The good news is that at least some of those once-impossible numbers are starting to seem feasible for an electric car released in 2023. Tesla’s own Model S Plaid has already broken the lofty goal of a 0-60 time under 2 seconds and is capable of a quarter mile run of 9.2 seconds, just 3/10ths off the 8.9 target for the Roadster. The Rimac Nevera, in another price point entirely as the first-ever electric hypercar built to set the kinds of benchmarks the Roadster was aimed at, was able to crush that target time with a 1/4 mile run of 8.5 seconds. The Nevera also hits the 250 mile per hour target.
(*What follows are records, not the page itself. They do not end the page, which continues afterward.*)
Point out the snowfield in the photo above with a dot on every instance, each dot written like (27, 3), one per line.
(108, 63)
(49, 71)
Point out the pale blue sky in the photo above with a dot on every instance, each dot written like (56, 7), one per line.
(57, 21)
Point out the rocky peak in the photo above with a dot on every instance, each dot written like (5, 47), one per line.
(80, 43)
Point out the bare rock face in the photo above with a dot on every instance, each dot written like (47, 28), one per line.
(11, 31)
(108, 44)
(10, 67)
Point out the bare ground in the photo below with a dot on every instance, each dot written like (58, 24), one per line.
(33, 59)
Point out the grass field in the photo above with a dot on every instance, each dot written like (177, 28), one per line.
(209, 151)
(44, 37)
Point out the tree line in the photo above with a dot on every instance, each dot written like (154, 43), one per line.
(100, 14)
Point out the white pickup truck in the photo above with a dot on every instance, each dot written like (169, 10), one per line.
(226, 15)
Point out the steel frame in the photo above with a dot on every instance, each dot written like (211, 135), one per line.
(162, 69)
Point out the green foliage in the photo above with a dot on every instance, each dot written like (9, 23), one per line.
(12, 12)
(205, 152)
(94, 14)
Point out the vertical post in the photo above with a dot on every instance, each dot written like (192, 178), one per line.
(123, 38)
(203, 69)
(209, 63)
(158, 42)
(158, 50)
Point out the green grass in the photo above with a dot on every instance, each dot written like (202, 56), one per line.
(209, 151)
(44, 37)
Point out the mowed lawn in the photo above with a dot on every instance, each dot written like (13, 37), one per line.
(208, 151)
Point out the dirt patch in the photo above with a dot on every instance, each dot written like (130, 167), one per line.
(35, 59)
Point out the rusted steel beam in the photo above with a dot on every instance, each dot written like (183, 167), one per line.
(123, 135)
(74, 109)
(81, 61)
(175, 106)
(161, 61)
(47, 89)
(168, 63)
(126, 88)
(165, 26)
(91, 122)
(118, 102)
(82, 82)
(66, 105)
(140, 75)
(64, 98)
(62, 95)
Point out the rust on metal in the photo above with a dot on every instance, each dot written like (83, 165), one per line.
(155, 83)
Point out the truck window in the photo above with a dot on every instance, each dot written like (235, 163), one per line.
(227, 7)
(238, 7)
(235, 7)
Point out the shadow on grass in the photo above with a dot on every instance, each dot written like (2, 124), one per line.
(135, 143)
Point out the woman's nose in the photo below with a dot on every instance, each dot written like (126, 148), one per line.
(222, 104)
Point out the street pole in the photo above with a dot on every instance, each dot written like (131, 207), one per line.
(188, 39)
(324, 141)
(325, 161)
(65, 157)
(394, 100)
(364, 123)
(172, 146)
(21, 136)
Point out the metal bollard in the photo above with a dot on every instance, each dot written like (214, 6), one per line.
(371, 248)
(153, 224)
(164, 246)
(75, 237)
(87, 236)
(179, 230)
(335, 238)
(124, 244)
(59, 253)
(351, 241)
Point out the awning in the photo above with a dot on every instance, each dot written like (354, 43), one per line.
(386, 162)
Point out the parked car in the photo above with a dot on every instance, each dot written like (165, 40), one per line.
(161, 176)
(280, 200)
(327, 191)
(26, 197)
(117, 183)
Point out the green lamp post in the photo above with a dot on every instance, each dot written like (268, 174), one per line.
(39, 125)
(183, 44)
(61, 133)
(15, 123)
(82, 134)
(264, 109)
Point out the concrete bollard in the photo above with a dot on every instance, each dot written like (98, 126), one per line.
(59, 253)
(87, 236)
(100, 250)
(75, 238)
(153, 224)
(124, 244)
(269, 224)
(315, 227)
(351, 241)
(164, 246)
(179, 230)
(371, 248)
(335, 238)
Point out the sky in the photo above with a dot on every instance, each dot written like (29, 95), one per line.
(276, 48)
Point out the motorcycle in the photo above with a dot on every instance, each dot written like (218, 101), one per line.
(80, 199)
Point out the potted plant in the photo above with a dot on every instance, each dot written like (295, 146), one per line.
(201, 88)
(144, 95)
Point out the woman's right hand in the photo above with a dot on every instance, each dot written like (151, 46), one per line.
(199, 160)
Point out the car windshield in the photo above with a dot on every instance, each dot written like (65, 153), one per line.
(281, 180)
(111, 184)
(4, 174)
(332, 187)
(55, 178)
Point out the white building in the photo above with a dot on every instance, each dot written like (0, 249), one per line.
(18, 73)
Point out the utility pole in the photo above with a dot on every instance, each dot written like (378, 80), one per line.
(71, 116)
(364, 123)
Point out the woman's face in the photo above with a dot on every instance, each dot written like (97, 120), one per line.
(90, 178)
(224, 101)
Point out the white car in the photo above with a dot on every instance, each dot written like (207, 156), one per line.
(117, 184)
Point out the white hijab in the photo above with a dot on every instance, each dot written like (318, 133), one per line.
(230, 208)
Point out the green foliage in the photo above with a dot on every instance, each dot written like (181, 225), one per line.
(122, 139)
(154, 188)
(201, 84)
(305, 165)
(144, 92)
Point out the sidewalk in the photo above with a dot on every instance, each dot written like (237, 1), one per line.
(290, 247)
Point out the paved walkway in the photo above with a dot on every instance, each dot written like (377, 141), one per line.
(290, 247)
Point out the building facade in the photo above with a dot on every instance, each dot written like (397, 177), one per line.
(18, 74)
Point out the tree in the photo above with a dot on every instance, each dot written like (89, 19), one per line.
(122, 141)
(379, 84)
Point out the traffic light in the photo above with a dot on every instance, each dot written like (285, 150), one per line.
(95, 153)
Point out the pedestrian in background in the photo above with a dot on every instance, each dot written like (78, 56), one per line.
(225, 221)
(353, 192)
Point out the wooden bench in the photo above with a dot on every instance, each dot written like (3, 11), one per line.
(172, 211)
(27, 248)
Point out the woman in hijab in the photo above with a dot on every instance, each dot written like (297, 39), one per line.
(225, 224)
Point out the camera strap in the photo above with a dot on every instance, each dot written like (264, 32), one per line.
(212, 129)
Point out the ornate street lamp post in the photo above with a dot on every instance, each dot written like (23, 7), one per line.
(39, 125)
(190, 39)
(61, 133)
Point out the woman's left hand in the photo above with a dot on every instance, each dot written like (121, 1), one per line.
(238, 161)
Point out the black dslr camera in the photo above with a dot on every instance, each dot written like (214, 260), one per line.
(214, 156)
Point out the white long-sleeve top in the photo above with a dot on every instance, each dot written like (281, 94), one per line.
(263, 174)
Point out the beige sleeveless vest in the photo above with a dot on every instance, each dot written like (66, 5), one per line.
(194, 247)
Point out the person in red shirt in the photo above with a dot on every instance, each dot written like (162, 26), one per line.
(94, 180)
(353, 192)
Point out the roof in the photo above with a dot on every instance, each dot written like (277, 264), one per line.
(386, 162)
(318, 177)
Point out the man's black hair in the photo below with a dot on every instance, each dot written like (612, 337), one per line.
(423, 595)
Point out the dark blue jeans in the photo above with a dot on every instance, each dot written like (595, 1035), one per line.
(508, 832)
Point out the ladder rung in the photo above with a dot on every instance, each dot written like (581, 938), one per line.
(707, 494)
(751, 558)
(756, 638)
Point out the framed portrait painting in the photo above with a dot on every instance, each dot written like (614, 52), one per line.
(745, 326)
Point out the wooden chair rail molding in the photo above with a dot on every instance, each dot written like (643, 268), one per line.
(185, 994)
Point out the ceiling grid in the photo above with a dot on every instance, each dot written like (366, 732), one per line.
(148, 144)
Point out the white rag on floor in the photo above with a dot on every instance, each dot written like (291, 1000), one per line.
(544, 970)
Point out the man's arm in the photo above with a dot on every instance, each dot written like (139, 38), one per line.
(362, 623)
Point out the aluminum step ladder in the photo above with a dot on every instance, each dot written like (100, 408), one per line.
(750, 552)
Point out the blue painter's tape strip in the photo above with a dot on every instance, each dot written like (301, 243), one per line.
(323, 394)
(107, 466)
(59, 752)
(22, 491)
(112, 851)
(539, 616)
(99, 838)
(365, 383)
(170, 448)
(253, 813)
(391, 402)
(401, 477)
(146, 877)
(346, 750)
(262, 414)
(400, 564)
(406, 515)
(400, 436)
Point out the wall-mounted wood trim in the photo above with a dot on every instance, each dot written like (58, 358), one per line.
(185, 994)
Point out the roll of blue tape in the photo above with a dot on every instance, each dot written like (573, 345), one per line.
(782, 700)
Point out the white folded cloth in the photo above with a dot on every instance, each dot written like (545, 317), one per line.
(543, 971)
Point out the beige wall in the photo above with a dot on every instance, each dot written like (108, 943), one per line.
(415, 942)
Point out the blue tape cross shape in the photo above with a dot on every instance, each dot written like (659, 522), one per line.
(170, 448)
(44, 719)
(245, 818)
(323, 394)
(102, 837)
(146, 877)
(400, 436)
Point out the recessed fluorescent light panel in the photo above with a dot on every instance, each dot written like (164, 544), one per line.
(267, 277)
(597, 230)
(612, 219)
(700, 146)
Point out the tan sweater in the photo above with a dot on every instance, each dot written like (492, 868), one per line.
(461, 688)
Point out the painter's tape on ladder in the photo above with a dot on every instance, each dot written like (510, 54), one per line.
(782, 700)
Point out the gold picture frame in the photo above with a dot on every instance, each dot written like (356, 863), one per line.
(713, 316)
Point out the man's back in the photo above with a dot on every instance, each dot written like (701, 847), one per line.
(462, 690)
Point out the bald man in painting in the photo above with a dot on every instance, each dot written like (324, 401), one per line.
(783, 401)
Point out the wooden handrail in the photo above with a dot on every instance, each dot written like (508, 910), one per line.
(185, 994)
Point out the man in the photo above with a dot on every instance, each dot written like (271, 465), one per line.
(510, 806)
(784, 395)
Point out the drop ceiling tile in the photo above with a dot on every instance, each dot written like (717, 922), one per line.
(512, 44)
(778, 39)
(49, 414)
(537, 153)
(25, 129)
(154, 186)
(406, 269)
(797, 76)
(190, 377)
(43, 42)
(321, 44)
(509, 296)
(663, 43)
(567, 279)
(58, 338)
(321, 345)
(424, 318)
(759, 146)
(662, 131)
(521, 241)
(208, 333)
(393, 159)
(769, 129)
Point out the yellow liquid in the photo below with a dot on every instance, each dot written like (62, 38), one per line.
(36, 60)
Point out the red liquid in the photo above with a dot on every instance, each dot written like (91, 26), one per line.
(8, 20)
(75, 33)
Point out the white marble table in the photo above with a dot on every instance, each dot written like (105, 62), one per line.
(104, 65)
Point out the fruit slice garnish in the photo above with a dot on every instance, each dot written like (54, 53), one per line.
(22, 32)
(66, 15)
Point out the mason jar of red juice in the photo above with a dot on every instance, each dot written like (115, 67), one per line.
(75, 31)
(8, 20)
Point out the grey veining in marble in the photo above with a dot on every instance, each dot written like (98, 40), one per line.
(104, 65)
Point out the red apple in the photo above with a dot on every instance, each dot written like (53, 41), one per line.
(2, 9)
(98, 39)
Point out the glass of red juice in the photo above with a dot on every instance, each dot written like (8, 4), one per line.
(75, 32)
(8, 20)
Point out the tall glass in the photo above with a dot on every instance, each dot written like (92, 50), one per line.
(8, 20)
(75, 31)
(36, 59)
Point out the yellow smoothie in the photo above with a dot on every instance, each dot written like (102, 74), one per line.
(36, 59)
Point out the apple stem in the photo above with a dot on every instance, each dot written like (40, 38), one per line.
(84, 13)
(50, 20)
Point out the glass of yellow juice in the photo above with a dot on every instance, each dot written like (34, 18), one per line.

The range target of 650 miles is still a ways off, though; while the Model S Plaid has an EPA-estimated range of 350 miles, the faster Nevera claims just 250 miles.

Whether or not Tesla can deliver on all of the otherworldly promises it made when the Roadster debuted in 2017, both the delays and the ways in which they have been announced are hard to ignore. This is a car that was delayed on a podcast last year. Now, it was delayed by a reply to a tweet. Tesla will have left at least five years between the day the car premiered and the day the first Roadster arrives in customer hands. Lotus, the company that designed the chassis used by the original Roadster, has used those same years to reinvented itself as an electric-first performance car brand, debuted an electric hypercar of its own, formally announced its own delays, and still has at least 15 months to miss its own deadlines while beating the Roadster to market.

Throughout that wait, Tesla has held onto $50,000 reservations submitted when the car was actually launched. Real customers have already put down serious money for this car, but Tesla seems to be in no rush to actually build it. For most companies, it would be a hard debacle to live down. For Tesla, it’s just another item to throw on the list of things that might eventually happen.